Third, the operator-dependency of ultrasonography makes prospective research studies to validate AI even more essential. The effect of a computerized decision support system such as AI depends on not only its technical analytic capability, but also on how the computerized results are presented to and acted upon by human practitioners. Considering the expected operator-dependency and variability in generating the ultrasonography image data and in acting upon AI results in on-the-fly decision-making during real-time examinations, there could be meaningful differences between an analysis of retrospectively collected images and natural clinical practice. Studies on AI for ultrasonography have so far mostly been retrospective. More prospective studies that involve actual interactions between human examiners and AI systems should be performed.
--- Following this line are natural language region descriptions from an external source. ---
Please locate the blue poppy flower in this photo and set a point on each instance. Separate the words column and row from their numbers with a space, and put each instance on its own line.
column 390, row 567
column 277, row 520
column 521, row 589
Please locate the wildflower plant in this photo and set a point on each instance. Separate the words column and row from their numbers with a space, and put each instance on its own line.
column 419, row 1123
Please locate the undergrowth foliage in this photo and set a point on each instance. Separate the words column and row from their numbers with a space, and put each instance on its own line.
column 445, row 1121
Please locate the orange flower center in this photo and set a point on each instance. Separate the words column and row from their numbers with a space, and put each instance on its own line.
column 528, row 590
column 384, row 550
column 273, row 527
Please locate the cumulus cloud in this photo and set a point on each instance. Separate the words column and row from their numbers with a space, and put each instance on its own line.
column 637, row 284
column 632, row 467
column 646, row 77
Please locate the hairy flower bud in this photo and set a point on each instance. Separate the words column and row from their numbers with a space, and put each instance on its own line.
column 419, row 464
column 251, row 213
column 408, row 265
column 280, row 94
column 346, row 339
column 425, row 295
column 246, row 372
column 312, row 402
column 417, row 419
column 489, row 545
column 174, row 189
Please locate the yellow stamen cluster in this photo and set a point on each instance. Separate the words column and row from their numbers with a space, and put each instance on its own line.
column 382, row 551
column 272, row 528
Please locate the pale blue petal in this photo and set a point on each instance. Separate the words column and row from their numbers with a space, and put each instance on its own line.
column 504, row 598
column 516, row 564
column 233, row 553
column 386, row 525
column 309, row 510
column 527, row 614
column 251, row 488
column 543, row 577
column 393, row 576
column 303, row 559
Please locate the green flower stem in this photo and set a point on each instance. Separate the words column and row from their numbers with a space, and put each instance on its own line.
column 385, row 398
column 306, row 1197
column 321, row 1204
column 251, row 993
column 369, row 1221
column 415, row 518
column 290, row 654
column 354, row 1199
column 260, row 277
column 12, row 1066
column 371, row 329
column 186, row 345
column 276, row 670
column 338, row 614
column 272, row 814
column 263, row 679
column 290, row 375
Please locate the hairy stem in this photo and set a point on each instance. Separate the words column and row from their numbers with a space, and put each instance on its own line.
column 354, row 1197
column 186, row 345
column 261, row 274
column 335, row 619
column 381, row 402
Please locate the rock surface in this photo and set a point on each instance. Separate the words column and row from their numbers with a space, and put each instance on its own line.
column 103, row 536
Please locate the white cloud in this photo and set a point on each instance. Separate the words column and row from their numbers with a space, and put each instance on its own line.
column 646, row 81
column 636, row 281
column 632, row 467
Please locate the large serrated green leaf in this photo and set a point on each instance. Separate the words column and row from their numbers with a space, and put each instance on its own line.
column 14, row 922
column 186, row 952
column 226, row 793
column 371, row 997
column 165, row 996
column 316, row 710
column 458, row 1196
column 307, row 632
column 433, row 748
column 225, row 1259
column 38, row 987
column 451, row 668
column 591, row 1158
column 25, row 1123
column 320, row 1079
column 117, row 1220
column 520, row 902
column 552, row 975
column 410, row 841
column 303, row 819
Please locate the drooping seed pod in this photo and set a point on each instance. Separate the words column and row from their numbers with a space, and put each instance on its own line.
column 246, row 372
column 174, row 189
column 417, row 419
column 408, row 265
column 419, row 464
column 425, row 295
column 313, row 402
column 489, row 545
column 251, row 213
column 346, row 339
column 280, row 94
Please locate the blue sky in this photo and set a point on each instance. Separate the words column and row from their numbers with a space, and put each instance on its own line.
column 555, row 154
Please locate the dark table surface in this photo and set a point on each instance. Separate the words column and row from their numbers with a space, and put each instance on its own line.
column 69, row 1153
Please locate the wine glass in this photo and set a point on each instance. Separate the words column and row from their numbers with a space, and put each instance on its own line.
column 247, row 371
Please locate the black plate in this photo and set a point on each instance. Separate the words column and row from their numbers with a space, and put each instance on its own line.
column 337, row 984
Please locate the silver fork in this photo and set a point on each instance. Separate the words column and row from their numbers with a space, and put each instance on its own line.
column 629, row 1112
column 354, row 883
AI research in healthcare is accelerating rapidly, with numerous potential applications being demonstrated. However, there are currently limited examples of such techniques being successfully deployed in clinical practice [1,16]. The introduction of AI into medicine is just beginning, and there remain multitudes of challenges to overcome, including difficulties in obtaining sufficiently large, curated, high-quality, representative datasets, deficiencies in robust clinical validation, and technical limitations such as the "black box" nature of AI algorithms, to name just a few [1,16,37]. These challenges are all relevant to AI for ultrasonography. This article highlighted a few additional points that are unique to AI as applied to ultrasonography and need to be addressed for the successful development and clinical implementation of AI for ultrasonography. In summary, the nature of how ultrasonography examinations are performed and utilized demands extra attention to the following issues regarding AI for ultrasonography. It is crucial to maintain the human expertise of examiners, in terms of both ultrasonography itself and the related clinical and epidemiological knowledge. Standardization of scanning and image acquisition, depending on the diagnostic tasks that AI is used to perform, is also critical. The importance of sufficient external validation of AI algorithms is especially significant for AI used with ultrasonography. Prospective research studies that involve actual interactions between human examiners and AI systems, rather than analyses of retrospectively collected images, should also be conducted.